Le troisième effet du plan stratégique est de pouvoir davantage communiquer et continuer à maintenir le dispositif de suivi et d’évaluation qui fait que la maison demeure crédible. Donc le plan souhaite que nous demeurions à un niveau assez élevé de suivi des ressources que nous gérons.
Quels sont enfin, selon vous, les défis majeurs pour les OSC béninoises en 2023 ?
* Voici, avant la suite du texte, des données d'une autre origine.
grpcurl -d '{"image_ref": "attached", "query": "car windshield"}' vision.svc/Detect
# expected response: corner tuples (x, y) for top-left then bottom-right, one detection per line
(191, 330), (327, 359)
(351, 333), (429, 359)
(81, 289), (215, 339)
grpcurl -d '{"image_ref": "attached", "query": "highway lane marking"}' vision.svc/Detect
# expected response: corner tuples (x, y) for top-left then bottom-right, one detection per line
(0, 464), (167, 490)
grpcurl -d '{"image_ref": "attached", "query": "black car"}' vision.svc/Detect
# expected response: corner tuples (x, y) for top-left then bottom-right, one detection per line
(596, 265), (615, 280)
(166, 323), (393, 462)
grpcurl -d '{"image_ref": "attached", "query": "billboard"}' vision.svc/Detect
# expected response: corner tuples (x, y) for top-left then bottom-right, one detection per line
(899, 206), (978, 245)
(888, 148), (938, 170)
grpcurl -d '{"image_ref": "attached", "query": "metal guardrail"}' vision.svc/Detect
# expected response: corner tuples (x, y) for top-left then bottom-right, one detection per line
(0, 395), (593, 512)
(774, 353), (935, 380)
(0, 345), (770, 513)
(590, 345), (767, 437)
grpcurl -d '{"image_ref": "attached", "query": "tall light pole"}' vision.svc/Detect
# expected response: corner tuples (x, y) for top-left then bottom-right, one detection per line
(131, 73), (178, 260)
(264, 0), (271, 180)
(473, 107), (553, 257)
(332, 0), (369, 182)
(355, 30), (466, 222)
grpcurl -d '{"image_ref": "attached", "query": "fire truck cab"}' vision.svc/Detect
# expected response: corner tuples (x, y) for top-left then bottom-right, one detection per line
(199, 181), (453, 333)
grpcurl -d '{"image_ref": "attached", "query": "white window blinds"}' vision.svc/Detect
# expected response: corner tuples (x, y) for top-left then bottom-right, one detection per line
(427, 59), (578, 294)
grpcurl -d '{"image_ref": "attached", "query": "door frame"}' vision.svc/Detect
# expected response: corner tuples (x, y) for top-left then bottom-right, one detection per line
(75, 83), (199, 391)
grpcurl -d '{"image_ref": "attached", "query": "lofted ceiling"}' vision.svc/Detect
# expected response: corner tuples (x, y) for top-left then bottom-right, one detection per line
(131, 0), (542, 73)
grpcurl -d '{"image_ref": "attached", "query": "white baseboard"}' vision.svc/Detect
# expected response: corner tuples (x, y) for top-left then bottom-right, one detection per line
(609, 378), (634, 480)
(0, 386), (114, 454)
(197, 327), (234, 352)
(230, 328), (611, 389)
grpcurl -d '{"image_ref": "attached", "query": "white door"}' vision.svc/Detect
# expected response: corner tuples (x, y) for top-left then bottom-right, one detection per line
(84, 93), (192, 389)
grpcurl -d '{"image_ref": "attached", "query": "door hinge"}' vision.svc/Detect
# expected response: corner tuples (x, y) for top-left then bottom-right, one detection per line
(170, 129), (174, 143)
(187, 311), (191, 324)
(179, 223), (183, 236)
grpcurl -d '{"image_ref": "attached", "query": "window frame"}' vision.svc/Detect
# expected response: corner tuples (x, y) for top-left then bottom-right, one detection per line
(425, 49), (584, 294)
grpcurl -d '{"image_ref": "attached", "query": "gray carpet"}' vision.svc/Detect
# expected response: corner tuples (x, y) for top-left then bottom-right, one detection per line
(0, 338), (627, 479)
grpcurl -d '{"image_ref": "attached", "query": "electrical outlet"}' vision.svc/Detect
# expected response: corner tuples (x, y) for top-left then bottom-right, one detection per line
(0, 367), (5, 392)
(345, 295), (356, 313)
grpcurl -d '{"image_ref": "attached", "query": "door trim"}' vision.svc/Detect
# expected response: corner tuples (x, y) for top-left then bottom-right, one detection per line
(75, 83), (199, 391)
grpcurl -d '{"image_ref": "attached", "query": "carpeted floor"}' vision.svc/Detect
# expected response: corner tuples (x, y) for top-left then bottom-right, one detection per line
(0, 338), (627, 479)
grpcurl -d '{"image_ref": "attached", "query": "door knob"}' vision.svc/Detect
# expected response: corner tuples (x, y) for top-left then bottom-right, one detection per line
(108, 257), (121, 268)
On observe qu’une association nait parce qu’un groupe de personne remarque qu’il y a un problème à régler et ce groupe n’est pas forcement outillé, qualifié du point de vue technique pour apporter les solutions voulues. Je prends l’exemple des questions liées à la santé. Nous avons une plateforme des usagers de santé dont les membres ne sont pas forcément des spécialités de santé. Donc il y a forcément un réel défi de renforcement des capacités des associations afin de les outiller à être performantes dans leur champ thématique.
Deuxième élément relatif aux défis, c’est la stabilité des associations. Il y a une forte mobilité au niveau des organisations de la société civile. Souvent des espaces sont investis par des jeunes ou personnes en quête d’expériences. Une fois cet objectif atteint, elles changent d’univers professionnel. En somme il y a une forte mobilité qui fait qu’une association qui a été active et efficace, peut sombrer.
Un autre défi, c’est le problème de plan stratégique. Il est vrai que de plus en plus, les associations commencent par élaborer des plans stratégiques à se doter d’outils adéquats pour la gestion de l’association. Mais des efforts restent toujours à faire.
Mot de la fin.
Je vous remercie pour cette initiative qui permet de relayer, de revenir sur des événements des partenaires. Il y a environ trois semaines que nous avons lancé Trait d’Union. En revenant sur ce processus à travers cette interview, nous fixons davantage ce qui a été fait et ouvrons le champ à d’autres perspectives.
Je vais remercier les associations, les autorités locales, départementales, nationales, les responsables d’institution, et aussi GFA et la Coopération Suisse et tous les autres partenaires qui ont soutenu et continuent d’apporter leur contribution pour la réussite du projet Trait d’Union. Et surtout les organisations de la société civile qui ont fait preuve de spontanéité durant tout le long du processus.